A few years ago I had minor surgery. A guy I’d been dating only a few weeks came with me to the hospital because I had to be put under. Being under around a new boyfriend made me nervous. I was worried I’d say something insane, like “I love you.” And follow it up with “It’s not the anesthesia. As soon as I get this IV out, let’s drive to Vegas and get married.” Unfortunately I didn’t say either of those things. Instead, after the anesthesiologist had gotten me good and stoned, I told my new beau I wanted to go to a nearby cat shelter. He said it wasn’t a good idea; I already had two cats. I begged him. I told him I wasn’t going to get another cat; I just wanted to look! Apparently, from what the nurses told me, I was pretty adamant. He suggested we do it another time. Annoyed, I told him, “Fine, but if I ever have a million dollars, I’m going to buy a boat and fill it with a hundred cats.” Then I fell asleep. Now, this is one of the stories that has earned me the nickname Cat Lady. It’s enough to turn the page, right? Blow right past me. I get it. I once had a guy break it off after he saw my dead cat Emmett’s newly minted gravestone on my kitchen counter. But should this really have sent the guy running? I don’t think so. I think cat ladies are “perfect” ladies in the rough—and I can prove it.

A truly easygoing person isn’t defined by wearing only ChapStick. An easygoing person is someone who doesn’t compare herself to anyone else. Now, we live in a dog world. The internet has created a sort of cat renaissance, but for the most part, cat ladies are swimming upstream, going against the pet-owner grain. And that is the kind of girl you want. Why would you want a dog lady? She always has to go home and let her dog out. It gets jealous and bites. It has to be walked. It barks. You always have to stay at her place. Cat ladies are cool. We’re not up at the crack of dawn to drag you on a hike with our dumb dog. We’re cuddlers! Cats are soft. And tired all the time. We, and our cats, like to sleep in and be lazy. We don’t have to get up and let our cats out. Cats shit in boxes! You can’t get lazier than that.

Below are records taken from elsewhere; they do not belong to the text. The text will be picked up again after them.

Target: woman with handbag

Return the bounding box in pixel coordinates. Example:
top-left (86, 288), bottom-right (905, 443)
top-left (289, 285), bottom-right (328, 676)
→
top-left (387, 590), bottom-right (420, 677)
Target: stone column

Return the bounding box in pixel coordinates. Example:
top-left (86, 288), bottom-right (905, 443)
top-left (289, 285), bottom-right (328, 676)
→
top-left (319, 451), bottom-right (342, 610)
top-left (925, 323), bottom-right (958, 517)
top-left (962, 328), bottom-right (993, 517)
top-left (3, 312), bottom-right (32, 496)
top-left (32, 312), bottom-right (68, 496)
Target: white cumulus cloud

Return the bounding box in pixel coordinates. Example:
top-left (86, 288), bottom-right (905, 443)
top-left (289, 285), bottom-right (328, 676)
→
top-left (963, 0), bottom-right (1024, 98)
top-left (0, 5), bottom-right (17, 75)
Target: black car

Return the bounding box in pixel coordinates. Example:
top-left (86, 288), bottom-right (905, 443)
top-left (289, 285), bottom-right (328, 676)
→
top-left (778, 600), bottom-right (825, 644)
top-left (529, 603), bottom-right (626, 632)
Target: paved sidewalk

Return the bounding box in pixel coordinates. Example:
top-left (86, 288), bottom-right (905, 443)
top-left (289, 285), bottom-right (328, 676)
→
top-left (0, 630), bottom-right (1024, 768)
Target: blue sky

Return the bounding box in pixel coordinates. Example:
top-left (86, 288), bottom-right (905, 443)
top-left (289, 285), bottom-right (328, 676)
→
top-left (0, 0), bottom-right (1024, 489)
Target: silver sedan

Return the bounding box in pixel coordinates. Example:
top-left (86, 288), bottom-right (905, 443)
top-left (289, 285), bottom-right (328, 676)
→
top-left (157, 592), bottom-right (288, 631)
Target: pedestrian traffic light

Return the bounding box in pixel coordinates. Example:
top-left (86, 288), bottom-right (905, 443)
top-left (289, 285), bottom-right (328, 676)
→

Cats are also the most aloof pets. This aloofness makes them independent. And cat owners admire this independence because they themselves are independent. You don’t want a woman who has to be attached at the hip. And guess what—Cat Lady can’t be attached at the hip, because she has a reason to go home in the morning. Actually, I have two reasons. But don’t worry. If you want to go away for a weekend, I can go. And unlike Dog Lady, I won’t bring my cats. I’ll leave them at home, because cats can take care of themselves, like their owners.

Cat ladies are willing to clean up urine, vomit and feces that didn’t come from them. You can’t show us anything we haven’t seen. We’re unflappable. I gave my cat Emmett insulin shots every 12 hours for six years. We’re caretakers. If you’re sick, I’ll give you medicine. If you’re good, I’ll give you a treat. If you’re drunk and piss your pants, I’ll throw them in the laundry and pretend it didn’t happen. Cat ladies will take care of you. They want to take care of you.

And I’d like to remind you: “Doggy” is a style, but if you’re good at it, they say you’re a “tiger in the sack.”

Now, I’m not a crazy cat lady, just a cat lady. So if a girl calls her cats “fur babies” or has a cat stroller (I had one for a short time before I realized it was a mistake), then maybe it’s not going to work. But have an open mind about cat ladies. A lot of qualities you’re looking for in a woman could be in your own backyard…literally. One of her cats could have escaped and she might be looking for him back there. Or she could be at your gym or office or living in your building. Maybe she’s buzzing the Chinese take-out guy in right now. Go find her! Just bring a lint roller.